B’tselem said looser rules of engagement were one reason for the rise in child deaths. The Israeli military has expanded its “open fire” rules, with soldiers now allowed to shoot to kill targets including anyone they suspect is “messing with the ground”, Israeli newspaper Haaretz reported.
The cousins Reda Basharat, eight, and Hamza Basharat, 10, were killed near home by a drone strike on 8 January. The children could not go school that morning because Israeli forces had launched a raid near their village, Tammun, and so roads were closed, Hamza’s mother, Eman Basharat, said.

Hamza, born after a years-long IVF struggle, was a cheerful child who normally loved studying and was angry about missing an English test scheduled for that day.
The boys were sitting outside with their 23-year-old cousin Adam, who was drinking a morning coffee when they were targeted. Eman raced out to look for her son as soon as she heard the explosion. She found Hamza injured and struggling to breathe. “I held his body. I cleaned the blood from his face and I recited the Shahada [the Muslim profession of faith]. He died in my arms, he didn’t look like he was in pain.”
Israeli soldiers arrived soon after and took away all three bodies for several hours, before returning the children to their grieving families without explanation.
“When I think about what happened to my son and remember the images of their bodies, and I see what is happening in Gaza on TV, I felt suddenly that they are doing the same thing,” Eman Basharat said.
It is a comparison that has also been made by Israeli officials. The West Bank campaign was a based on “a lesson from the activity that took place in Gaza and other places”, Katz told the Knesset, Israel’s parliament. “We need to clean up a place and not allow terrorism to return to it.”
Israel’s finance minister, Bezalel Smotrich, has said Palestinians in the West Bank should know that “if they continue with terrorism … their fate will be like Gaza”. He said the “Tulkarm and Jenin [refugee camps] will look like Jabaliya and Shujayah [in Gaza]”.
An Israel Defense Forces spokesperson has previously denied that soldiers forced Palestinians from their homes, saying camp residents who chose to leave to escape fighting were “allowed” to do so.
Dozens of homes have already demolished. Similarities with larger-scale displacement and destruction in Gaza were clear to Palestinian families crowded into mosques, wedding halls and the homes of relatives where they had sought refuge.
The Guardian spoke to three families who said they were ordered to leave their homes either directly by Israeli forces or through messages broadcast on loudspeakers.
Fatma Shab, 63, is living in the women’s area of wedding hall, separated from her severely ill husband, Yusuf Shab, 68. Permanently connected to oxygen, he cannot walk and had to be evacuated by ambulance.

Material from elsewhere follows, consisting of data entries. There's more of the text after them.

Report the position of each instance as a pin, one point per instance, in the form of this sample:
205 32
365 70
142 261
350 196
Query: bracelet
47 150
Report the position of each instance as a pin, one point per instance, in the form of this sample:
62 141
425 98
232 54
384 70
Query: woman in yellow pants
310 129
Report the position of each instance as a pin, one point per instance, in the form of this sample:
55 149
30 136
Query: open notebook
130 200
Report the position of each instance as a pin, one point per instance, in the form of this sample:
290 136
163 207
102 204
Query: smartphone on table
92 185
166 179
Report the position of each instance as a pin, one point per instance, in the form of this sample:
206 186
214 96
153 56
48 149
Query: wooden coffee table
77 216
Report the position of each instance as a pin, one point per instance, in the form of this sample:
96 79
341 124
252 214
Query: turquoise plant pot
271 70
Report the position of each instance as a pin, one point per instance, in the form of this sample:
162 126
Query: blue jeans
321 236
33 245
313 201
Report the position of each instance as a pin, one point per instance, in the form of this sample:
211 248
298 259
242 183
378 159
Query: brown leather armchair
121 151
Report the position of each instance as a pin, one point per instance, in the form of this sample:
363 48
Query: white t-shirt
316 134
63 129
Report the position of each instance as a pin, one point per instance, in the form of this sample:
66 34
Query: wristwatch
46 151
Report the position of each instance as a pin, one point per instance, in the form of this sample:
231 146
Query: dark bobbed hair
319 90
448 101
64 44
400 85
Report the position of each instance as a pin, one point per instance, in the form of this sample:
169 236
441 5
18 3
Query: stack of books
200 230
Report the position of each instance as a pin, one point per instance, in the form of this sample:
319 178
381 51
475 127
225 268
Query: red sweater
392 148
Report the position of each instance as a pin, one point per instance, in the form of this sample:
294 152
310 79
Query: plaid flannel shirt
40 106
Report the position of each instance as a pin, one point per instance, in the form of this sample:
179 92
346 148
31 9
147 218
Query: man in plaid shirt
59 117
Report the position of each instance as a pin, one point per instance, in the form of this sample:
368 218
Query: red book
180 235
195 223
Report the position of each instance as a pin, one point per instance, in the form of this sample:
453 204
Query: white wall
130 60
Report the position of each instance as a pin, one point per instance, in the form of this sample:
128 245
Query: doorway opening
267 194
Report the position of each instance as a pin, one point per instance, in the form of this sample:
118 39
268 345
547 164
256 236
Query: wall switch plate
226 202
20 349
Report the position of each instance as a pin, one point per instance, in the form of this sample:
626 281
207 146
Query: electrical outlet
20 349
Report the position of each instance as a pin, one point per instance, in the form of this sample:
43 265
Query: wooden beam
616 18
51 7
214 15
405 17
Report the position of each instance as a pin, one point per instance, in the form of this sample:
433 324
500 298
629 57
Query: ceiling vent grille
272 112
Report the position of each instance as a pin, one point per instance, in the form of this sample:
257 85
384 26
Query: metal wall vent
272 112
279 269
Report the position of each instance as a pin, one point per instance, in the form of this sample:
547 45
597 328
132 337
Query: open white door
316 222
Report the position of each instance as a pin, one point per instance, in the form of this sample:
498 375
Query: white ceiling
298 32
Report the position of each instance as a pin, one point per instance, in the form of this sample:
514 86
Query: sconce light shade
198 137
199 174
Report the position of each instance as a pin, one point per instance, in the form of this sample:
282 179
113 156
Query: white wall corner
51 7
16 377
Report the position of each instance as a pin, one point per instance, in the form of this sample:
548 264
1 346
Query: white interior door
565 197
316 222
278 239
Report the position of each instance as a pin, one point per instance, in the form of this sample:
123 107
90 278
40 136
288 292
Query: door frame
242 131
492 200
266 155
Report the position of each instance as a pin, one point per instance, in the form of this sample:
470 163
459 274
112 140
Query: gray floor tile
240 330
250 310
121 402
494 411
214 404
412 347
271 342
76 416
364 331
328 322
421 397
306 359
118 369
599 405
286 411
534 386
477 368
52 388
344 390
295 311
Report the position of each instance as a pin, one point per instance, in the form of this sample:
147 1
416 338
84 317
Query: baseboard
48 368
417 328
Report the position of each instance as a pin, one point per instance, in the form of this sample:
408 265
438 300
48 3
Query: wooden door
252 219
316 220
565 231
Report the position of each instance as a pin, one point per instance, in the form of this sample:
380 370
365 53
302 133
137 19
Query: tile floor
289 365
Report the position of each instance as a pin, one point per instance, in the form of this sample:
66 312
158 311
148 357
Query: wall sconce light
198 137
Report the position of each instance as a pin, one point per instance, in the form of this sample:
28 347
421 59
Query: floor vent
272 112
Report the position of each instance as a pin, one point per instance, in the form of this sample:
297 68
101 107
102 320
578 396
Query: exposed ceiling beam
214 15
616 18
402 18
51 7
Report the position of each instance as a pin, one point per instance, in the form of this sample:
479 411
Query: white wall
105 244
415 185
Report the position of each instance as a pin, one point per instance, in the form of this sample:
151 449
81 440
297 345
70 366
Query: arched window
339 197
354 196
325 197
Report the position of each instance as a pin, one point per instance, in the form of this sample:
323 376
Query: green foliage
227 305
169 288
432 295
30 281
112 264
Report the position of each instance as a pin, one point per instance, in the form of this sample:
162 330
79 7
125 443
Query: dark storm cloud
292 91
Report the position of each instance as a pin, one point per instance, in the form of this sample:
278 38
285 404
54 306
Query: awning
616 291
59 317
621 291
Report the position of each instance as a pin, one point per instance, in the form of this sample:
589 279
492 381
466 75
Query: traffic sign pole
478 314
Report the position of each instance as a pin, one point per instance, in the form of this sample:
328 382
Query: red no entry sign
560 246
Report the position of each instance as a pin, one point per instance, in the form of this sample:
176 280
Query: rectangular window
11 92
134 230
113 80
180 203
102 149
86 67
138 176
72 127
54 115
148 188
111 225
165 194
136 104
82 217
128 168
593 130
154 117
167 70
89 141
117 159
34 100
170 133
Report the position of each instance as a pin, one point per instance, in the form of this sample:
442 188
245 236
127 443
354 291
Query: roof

As Israeli forces advanced the Shabs fled from their home in Nur Shams refugee camp to the house of their son, which has since been demolished. Soldiers broke into the building and told them to leave immediately, with no time to pack.
So they moved again to a nearby Kafr al-Labad town where they have found temporary, basic shelter in al-Diah wedding hall. They only have two bathrooms for 14 people, and just drapes separating crowded sleeping areas.
Even so, the families sheltering there are terrified they will have to leave after Ramadan, as it will be needed again for weddings once the holy month is finished.

“People here are kind, but in my home I am more comfortable,” Fatma Shab said. “Even just being able to go to my closet to choose some clothes to wear. Now I’m just wearing what I have on, there are no choices.”
She said she did not know if she would see the house she built with her husband for their retirement again. “It’s just a short distance away, but I can’t go home. In Gaza they were forced out and killed, and here now it’s the same.”